Estimated hours spent reviewing:

45 minutes

Review Comments:

Overall I really liked your project, here are some things I specifically liked:

  • The repo is very organized and easy to follow
  • The EDA is well done and has a nice balance of charts and discussion
  • The flowchart is nice and clear/easy to follow

A couple of minor suggestions below:

  • I think some of the scripts in the /src directory could be merged/combined into one .py file.
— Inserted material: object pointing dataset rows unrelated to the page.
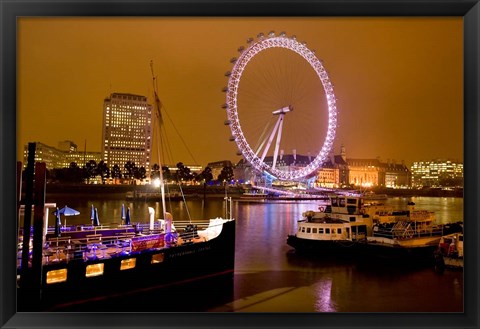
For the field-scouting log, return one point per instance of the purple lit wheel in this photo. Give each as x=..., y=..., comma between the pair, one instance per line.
x=283, y=95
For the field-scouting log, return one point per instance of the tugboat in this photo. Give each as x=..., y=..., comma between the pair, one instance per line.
x=351, y=226
x=450, y=252
x=92, y=263
x=337, y=227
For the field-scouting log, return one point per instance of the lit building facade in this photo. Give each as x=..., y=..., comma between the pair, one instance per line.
x=437, y=173
x=127, y=130
x=56, y=158
x=364, y=173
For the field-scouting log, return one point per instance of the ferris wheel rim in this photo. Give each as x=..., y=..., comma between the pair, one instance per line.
x=234, y=77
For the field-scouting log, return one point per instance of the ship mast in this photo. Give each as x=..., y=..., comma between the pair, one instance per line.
x=157, y=128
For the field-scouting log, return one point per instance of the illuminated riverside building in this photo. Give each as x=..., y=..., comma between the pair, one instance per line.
x=341, y=171
x=437, y=173
x=127, y=130
x=62, y=156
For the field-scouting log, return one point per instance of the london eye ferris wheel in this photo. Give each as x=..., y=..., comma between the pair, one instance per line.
x=280, y=100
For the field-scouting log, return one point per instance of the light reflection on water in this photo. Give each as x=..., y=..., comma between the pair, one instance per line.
x=270, y=277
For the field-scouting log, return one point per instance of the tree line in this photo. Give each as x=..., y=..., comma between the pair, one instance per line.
x=130, y=172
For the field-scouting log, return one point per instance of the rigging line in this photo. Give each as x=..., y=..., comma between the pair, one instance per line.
x=185, y=202
x=180, y=136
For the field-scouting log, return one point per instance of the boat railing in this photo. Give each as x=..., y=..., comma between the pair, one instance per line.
x=403, y=230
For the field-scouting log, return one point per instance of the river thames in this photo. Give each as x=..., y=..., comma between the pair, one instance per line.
x=271, y=277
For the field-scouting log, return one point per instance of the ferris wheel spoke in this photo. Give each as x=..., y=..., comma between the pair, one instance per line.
x=258, y=85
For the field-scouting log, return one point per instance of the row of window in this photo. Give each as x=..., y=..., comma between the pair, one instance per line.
x=92, y=270
x=321, y=230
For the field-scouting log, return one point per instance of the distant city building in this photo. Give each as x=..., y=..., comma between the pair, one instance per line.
x=437, y=173
x=60, y=158
x=67, y=146
x=342, y=171
x=127, y=130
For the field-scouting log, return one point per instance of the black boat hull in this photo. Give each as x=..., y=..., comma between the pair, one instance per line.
x=173, y=266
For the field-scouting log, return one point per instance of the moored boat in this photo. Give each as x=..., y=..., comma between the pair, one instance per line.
x=450, y=252
x=95, y=262
x=355, y=227
x=92, y=263
x=335, y=227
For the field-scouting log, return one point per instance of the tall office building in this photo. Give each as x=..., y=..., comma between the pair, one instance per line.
x=127, y=130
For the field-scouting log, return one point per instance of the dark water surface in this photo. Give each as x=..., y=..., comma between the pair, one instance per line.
x=271, y=277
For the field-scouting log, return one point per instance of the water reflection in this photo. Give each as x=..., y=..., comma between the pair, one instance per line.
x=270, y=277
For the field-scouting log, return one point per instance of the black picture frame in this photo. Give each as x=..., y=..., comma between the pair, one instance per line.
x=11, y=10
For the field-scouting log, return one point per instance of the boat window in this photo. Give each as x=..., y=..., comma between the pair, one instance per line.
x=56, y=276
x=94, y=270
x=157, y=258
x=127, y=264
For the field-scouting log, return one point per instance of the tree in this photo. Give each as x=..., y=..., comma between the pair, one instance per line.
x=74, y=173
x=139, y=173
x=116, y=172
x=128, y=172
x=103, y=171
x=155, y=172
x=167, y=174
x=91, y=169
x=226, y=174
x=184, y=173
x=205, y=176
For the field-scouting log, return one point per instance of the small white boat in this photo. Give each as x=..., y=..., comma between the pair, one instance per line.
x=450, y=252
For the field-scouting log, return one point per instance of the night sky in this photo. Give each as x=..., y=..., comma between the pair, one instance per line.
x=398, y=81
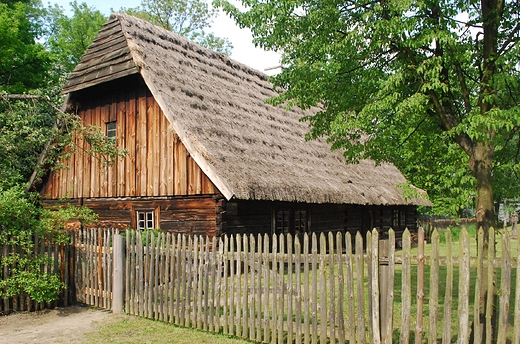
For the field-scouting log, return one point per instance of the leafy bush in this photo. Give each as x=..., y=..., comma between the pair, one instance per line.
x=21, y=218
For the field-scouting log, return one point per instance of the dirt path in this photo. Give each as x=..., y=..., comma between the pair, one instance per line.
x=60, y=325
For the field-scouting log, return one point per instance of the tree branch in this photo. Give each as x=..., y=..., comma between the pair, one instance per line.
x=463, y=86
x=510, y=39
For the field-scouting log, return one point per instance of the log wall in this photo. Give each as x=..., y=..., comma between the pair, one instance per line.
x=157, y=163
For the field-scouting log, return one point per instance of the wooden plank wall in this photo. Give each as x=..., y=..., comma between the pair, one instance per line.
x=157, y=163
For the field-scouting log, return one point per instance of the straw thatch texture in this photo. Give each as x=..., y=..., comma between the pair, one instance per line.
x=249, y=149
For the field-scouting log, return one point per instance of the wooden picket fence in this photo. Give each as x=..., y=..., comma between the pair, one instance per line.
x=327, y=289
x=59, y=259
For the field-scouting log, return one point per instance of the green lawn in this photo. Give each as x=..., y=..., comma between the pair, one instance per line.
x=131, y=329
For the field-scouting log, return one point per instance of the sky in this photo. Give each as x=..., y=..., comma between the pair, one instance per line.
x=243, y=49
For example stocks-trends-merge.py, stocks-price-merge.py, price_trend_merger.py could be merged into one document where the code happens sequentially.
  • For the above, you could also consider moving the code into separate functions in a merged script, and then call these 3 functions from a main function (this improves code modularity).
  • You could consider moving the eda files and the pandas profiling report could be moved to a separate directory called /eda, which would then allow /src to only contain python and R files.
  • I would add a list of your names in our report (as authors)
  • I would suggest adding a section for License in your README, it could say something like "The source code for the site is licensed under the MIT license"
  • In the data folder, you could further separate these files by /processed and /raw to help with the overall project structure
  • Minor but there is are a few files in the repo called to_be_deleted.txt, assuming you can delete these now

Attribution

This was derived from the JOSE review checklist and the ROpenSci review checklist.

@showcy
Copy link

showcy commented Dec 1, 2021

Data analysis review checklist

Reviewer: @showcy

Conflict of interest

  • As the reviewer I confirm that I have no conflicts of interest for me to review this work.

Code of Conduct

General checks

  • Repository: Is the source code for this data analysis available? Is the repository well organized and easy to navigate?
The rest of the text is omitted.